Aggressive multimodal treatment for peritoneal dissemination and needle tract implantation of hepatocellular carcinoma: a case report

Hidenori Takahashi et al. Jpn J Clin Oncol. 2004 Sep.

Abstract

We encountered a patient with hepatocellular carcinoma (HCC) with peritoneal dissemination and needle tract implantation, both of which were strongly suspected to have been caused by percutaneous needle biopsy. The patient was a 65-year-old man. Partial hepatectomy of subsegment VI had been performed following the diagnosis of HCC by percutaneous needle biopsy in February 1997. After this first surgery, the patient additionally underwent five further surgeries for the treatment of intrahepatic recurrences, peritoneal recurrences and needle tract implantation caused by the percutaneous needle biopsy. The intrahepatic and peritoneal recurrences were surgically controlled for 3 years after the fifth operation. The needle tract implantation was first resected in February 2001. Since then, treatment by surgery and radiotherapy has been administered twice for local recurrences forming tumor thrombosis of the abdominal wall.
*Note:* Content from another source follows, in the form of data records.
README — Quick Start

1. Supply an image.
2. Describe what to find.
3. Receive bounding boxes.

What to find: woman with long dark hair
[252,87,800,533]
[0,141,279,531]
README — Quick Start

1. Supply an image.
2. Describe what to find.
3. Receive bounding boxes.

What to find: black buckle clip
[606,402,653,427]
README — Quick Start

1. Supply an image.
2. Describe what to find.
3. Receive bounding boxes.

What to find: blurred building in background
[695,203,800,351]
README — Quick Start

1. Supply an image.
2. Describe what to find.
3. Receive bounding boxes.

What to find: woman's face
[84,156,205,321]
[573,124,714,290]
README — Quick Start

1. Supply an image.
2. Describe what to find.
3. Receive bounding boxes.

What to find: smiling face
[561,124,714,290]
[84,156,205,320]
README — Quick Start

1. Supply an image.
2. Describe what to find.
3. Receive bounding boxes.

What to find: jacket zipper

Now, 7 years after the first surgery, the patient remains alive without any evidence of recurrence. This case report serves to emphasize that needle tract implantation and peritoneal seeding caused by percutaneous needle biopsy are rare but possible complications. When such iatrogenic spreading of malignant cells occurs, aggressive multimodal treatment is well worth considering. Wide resection of the tumor including the adjacent soft tissues should be performed in these cases, considering that the tumor spreads along the subcutaneous veins in needle tract implantation of HCC and repeated aggressive surgeries could provide good local control.